May 22, 2024

Village sued to recover damages for alleged negligent hiring, retention, supervision, and training of a sworn officer employed by the village's police department

 

Olsen v Butler

2024 NY Slip Op 02713

Decided on May 15, 2024

Appellate Division, Second Department

Published by New York State Law Reporting Bureau pursuant to Judiciary Law § 431.

This opinion is uncorrected and subject to revision before publication in the Official Reports.



Decided on May 15, 2024 SUPREME COURT OF THE STATE OF NEW YORK Appellate Division, Second Judicial Department
COLLEEN D. DUFFY, J.P.
WILLIAM G. FORD
BARRY E. WARHIT
LAURENCE L. LOVE, JJ.


2022-00032
(Index No. 2033/21)

[*1]Steven Olsen, respondent,

v

Brian E. Butler, et al., defendants, Village of Tuxedo Park, et al., appellants.



McCabe & Mack LLP, Poughkeepsie, NY (Kimberly Hunt Lee of counsel), for appellants.

Michael J. Aviles & Associates LLC, New York, NY (Natascia Ayres of counsel), for respondent.

DECISION & ORDER

In an action, inter alia, to recover damages for negligent hiring, training, supervision, and retention, the defendants Village of Tuxedo Park and Tuxedo Park Police Department appeal from an order of the Supreme Court, Orange County (Robert A. Onofry, J.), dated December 8, 2021. The order, insofar as appealed from, denied that branch of those defendants' motion which was pursuant to CPLR 3211(a)(7) to dismiss the cause of action to recover damages for negligent hiring, training, supervision, and retention asserted against them.

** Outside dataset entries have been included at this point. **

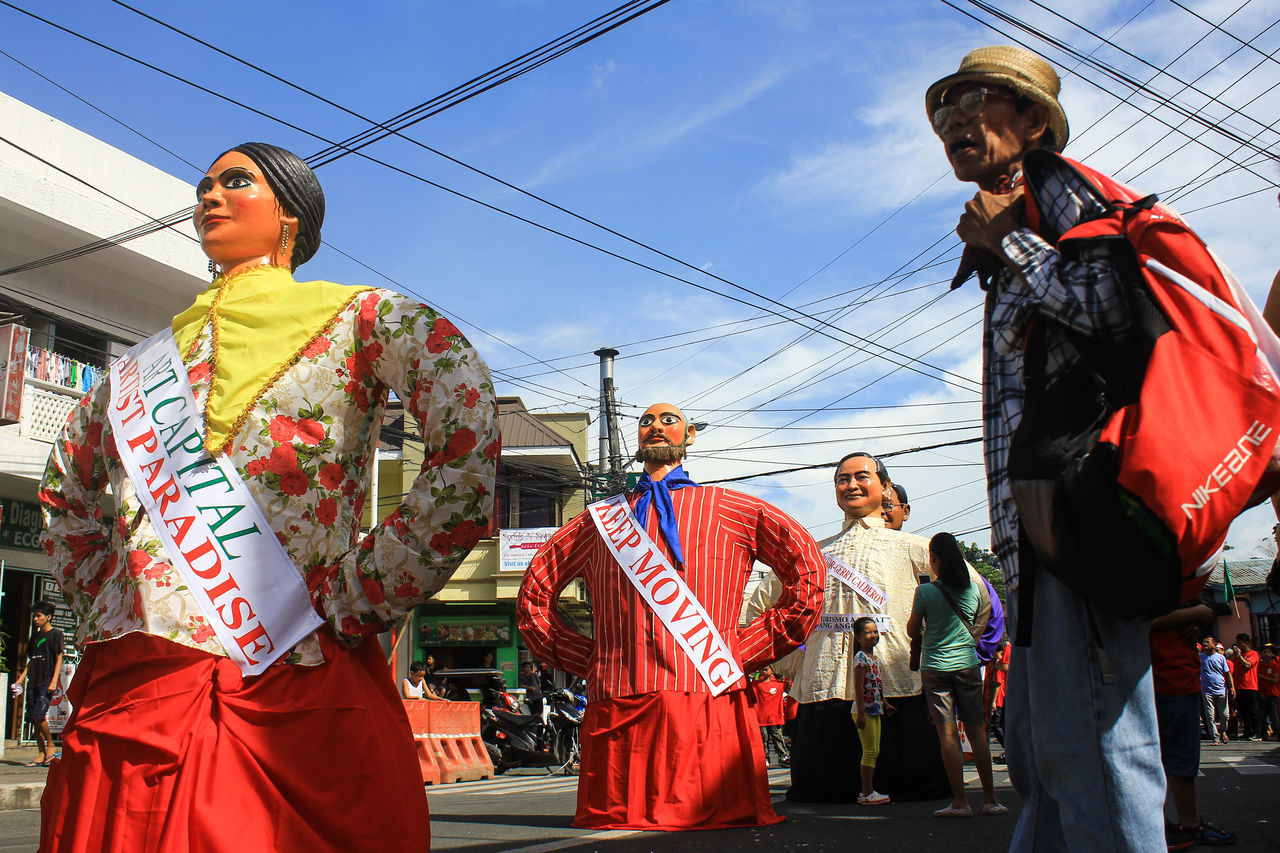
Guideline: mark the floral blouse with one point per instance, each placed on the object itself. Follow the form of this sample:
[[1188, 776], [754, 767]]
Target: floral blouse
[[305, 451]]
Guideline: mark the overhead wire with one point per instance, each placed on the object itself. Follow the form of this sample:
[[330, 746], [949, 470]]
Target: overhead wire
[[352, 146]]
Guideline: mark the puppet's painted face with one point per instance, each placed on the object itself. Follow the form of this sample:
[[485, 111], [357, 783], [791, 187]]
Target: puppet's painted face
[[859, 492], [237, 217], [663, 434]]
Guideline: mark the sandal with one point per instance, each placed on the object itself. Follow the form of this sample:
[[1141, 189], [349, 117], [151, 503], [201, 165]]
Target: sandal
[[951, 811]]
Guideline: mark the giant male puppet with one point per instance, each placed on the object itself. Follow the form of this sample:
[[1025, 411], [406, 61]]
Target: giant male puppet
[[670, 739], [872, 571]]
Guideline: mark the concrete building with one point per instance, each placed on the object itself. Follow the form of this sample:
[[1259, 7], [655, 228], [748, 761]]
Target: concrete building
[[62, 190], [542, 484]]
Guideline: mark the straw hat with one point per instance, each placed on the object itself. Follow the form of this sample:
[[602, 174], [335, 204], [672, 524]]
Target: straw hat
[[1019, 69]]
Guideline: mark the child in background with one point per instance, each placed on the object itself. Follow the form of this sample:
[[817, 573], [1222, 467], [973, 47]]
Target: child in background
[[871, 706]]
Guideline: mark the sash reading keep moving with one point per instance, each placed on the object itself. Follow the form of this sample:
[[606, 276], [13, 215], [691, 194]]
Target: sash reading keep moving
[[211, 529], [666, 592], [864, 588]]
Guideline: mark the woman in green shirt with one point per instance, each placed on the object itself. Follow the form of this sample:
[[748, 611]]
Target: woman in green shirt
[[950, 670]]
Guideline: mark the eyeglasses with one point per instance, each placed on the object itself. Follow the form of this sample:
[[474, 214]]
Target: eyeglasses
[[969, 105]]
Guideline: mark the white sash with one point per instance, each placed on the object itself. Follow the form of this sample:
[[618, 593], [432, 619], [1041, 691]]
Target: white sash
[[855, 580], [666, 593], [845, 621], [210, 527], [863, 587]]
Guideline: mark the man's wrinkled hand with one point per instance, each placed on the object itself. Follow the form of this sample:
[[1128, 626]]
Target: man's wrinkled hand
[[988, 218]]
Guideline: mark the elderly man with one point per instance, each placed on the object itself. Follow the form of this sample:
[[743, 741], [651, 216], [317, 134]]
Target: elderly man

ORDERED that the appeal from so much of the order as denied that branch of the motion of the defendants Village of Tuxedo Park and Tuxedo Park Police Department which was pursuant to CPLR 3211(a)(7) to dismiss the cause of action to recover damages for negligent hiring, training, supervision, and retention insofar as asserted against the defendant Tuxedo Park Police Department is dismissed as academic since the Tuxedo Park Police Department is no longer a named defendant in the action; and it is further,

ORDERED that the order is affirmed insofar as reviewed; and it is further,

ORDERED that one bill of costs is awarded to the plaintiff.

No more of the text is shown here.